While the affordable housing sector saw fewer direct benefits, the budget is, overall, pro-growth, infrastructure-driven, and investment-oriented. The focus on middle-class relief, urban development, and connectivity is expected to stimulate real estate demand across various segments, making it an overall progressive and impactful budget.

2- Ramani Sastri – Chairman & MD, Sterling Developers

The government’s concentrated efforts on infrastructure development promises to significantly enhance housing demand and benefit around 250 ancillary industries, generating numerous job opportunities and bolstering overall economic growth. The establishment of the India Infrastructure Fund and emphasis on Public-Private partnership for infrastructure in the budget is also a game-changer for the real estate industry. The establishment of an Urban Challenge Fund of Rs 1 lakh crore will fuel the ongoing momentum in rebuilding urban infrastructure and drive greater demand for real estate in the urban and semi-urban areas. SWAMIH Fund 2 is a much welcome step and will definitely help complete a number of stranded projects, thereby meeting the housing demand and enhance liquidity in the real estate sector.

Also, the change announced in Budget 2025 allowing taxpayers to claim the annual value of two self-occupied properties as zero will provide significant tax relief, reduces compliance burdens, and encourages homeownership by making it more affordable for middle-class families, without having to pay income tax on notional rental values of self-occupied homes. While the budget has lent an indirect boost to real estate, it could have fulfilled a few other key expectations for the sector. The budget could have also offered a degree of relief to first-time homebuyers to stimulate the real estate sector. Going forward, the sector is in urgent need of tax breaks, single-window clearance, industry status tag etc which remains paramount for sustaining the upward trajectory of the Indian real estate market.

3-Manas Mehrotra, Founder, 315Work Avenue, a leading coworking firm

The Union Budget 2025 has laid strong focus to drive India’s infrastructure growth, with significant investments which will push both residential and commercial real estate demand. The focus on making cities growth hubs will impart a massive fillip to the commercial real estate sector. With corporates & MNCs keen on setting up and expanding office establishments in the high-growth metros, coworking sector will benefit hugely from this initiative, thereby expanding presence across the country. The push for Global Capacity Centres in tier 2 cities will boost overall real estate investment in these areas, making them prime locations for future company expansions, thereby giving a massive boost to coworking firms.
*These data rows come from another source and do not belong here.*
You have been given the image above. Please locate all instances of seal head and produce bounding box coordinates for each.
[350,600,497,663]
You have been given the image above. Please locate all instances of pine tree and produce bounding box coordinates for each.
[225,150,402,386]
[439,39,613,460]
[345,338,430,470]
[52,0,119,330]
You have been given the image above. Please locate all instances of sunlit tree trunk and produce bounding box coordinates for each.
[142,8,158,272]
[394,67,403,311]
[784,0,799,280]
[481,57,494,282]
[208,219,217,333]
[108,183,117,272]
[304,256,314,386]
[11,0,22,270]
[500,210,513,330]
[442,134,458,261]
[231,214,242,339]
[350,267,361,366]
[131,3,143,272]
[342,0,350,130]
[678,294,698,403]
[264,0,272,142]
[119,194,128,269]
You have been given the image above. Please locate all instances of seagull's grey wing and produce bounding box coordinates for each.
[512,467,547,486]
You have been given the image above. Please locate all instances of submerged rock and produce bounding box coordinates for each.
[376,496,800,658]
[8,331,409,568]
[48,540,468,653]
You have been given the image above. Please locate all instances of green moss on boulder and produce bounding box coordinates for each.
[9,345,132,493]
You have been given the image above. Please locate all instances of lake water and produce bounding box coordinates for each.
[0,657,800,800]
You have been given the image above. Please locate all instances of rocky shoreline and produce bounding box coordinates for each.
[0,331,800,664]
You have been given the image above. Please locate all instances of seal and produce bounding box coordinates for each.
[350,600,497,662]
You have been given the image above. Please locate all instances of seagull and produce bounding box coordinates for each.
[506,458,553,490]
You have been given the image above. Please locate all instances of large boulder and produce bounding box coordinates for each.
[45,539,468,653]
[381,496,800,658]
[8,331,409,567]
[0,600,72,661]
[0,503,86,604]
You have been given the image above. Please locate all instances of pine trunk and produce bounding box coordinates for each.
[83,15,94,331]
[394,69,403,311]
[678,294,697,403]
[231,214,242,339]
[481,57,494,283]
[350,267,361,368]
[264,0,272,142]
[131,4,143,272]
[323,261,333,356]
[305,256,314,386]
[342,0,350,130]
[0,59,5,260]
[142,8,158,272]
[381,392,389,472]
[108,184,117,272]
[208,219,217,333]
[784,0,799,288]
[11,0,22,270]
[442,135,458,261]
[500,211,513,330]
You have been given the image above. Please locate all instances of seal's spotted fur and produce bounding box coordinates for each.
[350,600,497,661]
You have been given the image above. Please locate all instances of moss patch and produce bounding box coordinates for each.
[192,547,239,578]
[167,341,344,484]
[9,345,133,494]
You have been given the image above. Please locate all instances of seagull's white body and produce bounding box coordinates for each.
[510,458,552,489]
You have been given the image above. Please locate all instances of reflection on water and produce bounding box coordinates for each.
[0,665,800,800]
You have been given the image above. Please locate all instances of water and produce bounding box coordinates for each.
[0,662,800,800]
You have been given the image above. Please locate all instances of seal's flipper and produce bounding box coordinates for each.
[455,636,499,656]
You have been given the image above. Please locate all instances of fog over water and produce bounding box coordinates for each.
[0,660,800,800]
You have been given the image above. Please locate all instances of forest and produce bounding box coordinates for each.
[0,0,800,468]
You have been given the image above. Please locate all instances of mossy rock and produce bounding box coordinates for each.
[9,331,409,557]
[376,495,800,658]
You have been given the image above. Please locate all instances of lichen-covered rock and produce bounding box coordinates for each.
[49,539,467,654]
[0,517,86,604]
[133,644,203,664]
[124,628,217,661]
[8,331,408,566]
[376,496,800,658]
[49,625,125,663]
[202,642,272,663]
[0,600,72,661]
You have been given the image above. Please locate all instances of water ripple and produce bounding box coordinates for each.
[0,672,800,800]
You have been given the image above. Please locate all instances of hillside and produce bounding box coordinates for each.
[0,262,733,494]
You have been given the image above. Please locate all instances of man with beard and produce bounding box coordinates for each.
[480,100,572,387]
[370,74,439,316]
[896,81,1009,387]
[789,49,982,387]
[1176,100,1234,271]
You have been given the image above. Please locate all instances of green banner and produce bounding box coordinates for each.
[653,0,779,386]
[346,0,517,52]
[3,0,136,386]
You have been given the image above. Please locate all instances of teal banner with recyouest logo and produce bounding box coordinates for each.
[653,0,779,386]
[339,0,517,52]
The government’s announcement of a Rs 10,000 crore Fund of Funds for Startups (FFS) is poised to significantly bolster India’s startup ecosystem and generating huge demand for coworking sector, as essential hubs for innovation. The announcement of a committee to review and recommend new reforms to enhance the ease of doing business will significantly streamline regulations, improve efficiency, and attract investments. Overall, huge allocation for upgrading urban infrastructure will translate into enhanced connectivity and better facilities for co-working hubs. Going forward, we hope that the government looks at addressing regulatory concerns and encouraging more coworking firms to open-up through a series of both financial and non-financial incentives and ensure faster economic growth.